Personal information
- Full name: Clive Edward Eksteen
- Born: 2 December 1966 (age 59) Johannesburg, South Africa
- Batting: Right-handed
- Bowling: Slow left-arm orthodox

Career statistics
| Competition | Test | ODI |
| Matches | 7 | 6 |
| Runs scored | 91 | 6 |
| Batting average | 10.11 | – |
| 100s/50s | 0/0 | 0/0 |
| Top score | 22 | 6* |
| Balls bowled | 1,536 | 222 |
| Wickets | 8 | 2 |
| Bowling average | 61.75 | 90.50 |
| 5 wickets in innings | 0 | 0 |
| 10 wickets in match | 0 | 0 |
| Best bowling | 3/12 | 1/26 |
| Catches/stumpings | 5/– | 3/– |
- Source: CricInfo, 25 January 2006

= Clive Eksteen =

South African cricketer (born 1966)

Clive Edward Eksteen (born 2 December 1966) played seven Test matches and six One Day Internationals for South Africa. In sixteen seasons at Transvaal (later Gauteng) he took 398 wickets at 30.05, also captaining the team for three seasons.
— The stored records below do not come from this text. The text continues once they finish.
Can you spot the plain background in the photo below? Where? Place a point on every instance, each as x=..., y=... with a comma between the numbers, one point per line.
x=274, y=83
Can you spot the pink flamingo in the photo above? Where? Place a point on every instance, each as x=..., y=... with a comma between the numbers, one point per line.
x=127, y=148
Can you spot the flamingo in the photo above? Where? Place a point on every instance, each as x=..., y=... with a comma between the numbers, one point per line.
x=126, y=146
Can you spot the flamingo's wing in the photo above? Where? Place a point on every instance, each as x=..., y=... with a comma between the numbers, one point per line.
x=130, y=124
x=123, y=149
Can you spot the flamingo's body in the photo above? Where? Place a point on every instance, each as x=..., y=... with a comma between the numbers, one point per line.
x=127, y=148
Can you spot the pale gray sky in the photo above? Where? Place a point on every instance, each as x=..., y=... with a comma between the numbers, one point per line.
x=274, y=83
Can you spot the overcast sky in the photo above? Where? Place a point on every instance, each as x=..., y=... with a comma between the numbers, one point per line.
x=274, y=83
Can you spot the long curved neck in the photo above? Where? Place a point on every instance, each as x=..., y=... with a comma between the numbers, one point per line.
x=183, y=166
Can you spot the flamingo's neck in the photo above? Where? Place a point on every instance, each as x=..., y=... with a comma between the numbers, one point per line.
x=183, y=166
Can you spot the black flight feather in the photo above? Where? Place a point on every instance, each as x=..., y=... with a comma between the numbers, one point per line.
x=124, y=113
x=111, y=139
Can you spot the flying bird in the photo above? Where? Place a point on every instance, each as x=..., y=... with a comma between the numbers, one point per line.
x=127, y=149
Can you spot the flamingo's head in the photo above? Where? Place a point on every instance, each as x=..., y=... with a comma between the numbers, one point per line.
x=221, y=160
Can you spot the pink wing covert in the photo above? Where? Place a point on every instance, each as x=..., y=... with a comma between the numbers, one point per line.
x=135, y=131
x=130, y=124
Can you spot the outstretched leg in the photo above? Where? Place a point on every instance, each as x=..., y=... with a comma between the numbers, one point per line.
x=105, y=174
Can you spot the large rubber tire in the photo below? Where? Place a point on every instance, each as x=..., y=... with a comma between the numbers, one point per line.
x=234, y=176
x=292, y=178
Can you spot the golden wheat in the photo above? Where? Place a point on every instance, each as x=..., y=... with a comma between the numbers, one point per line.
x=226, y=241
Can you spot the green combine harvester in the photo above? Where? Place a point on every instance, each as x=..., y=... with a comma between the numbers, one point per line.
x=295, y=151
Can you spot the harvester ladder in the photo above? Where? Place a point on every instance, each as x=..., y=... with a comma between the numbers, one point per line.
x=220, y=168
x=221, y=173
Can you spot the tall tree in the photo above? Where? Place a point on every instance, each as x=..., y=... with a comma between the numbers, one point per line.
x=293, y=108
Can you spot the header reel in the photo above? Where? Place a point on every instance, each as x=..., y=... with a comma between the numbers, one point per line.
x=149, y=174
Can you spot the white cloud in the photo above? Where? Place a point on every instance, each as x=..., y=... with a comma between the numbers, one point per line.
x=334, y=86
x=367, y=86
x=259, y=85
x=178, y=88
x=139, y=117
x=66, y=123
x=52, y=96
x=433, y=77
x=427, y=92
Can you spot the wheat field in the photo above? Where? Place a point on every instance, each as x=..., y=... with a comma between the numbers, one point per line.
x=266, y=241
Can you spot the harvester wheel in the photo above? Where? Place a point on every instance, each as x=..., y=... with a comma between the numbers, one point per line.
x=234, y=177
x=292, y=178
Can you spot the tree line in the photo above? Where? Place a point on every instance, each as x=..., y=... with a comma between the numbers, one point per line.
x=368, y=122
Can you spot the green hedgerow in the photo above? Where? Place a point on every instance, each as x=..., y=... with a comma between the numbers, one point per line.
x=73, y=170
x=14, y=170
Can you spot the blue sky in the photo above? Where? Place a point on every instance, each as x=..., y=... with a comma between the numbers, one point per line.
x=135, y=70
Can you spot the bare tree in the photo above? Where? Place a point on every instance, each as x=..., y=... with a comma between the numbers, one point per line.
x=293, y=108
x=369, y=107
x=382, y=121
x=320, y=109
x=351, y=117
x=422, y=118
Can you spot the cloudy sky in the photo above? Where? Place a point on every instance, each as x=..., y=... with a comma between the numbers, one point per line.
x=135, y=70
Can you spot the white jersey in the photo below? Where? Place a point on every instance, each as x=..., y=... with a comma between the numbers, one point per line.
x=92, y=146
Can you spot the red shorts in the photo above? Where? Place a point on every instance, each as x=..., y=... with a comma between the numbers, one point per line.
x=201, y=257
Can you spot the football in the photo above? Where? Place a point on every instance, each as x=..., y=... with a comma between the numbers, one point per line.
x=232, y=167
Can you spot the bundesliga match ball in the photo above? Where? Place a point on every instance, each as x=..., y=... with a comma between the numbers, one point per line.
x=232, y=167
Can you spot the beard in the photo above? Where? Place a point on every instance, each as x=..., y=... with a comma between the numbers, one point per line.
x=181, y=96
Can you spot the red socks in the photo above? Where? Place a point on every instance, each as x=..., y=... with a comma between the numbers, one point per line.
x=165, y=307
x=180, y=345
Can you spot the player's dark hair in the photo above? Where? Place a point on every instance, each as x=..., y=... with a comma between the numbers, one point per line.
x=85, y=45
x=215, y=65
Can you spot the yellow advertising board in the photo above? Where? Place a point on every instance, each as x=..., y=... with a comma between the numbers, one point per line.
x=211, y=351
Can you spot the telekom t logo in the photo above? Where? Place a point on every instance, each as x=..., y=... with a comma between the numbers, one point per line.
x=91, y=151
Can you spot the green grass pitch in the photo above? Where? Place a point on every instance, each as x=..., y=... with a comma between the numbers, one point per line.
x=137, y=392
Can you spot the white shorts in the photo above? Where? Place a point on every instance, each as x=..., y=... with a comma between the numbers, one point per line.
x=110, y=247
In March 2018 Eksteen was one of two Cricket South Africa (CSA) officials who were suspended after posing for a photograph with fans wearing Sonny Bill Williams masks in Port Elizabeth during the second Test between the Proteas and Australia. The masks appeared following a series of incidents involving David Warner and the South African cricket team and cricket fans in South Africa. The masks are in reference to a past encounter between David Warner's wife and Sonny Bill Williams. There was wide spread condemnation of a player's wife being "dragged through the mud" as an attempt "to shame her for her past."

Eksteen in May 2018 was allowed back to work at the CSA.

In October 2019, he was suspended from his position as commercial manager of Cricket South Africa along with interim director Corrie van Zyl and chief operating officer Naasei Appiah for alleged non-payment of commercial rights fees during 2018 Mzansi Super League. He later won his CCMA case for unlawfull dismissal. Further investigations by the CSA board later revealed in the Fundudzi report that former CEO Thabang Moroe and Naasei Appiah were responsible for the delay in payment.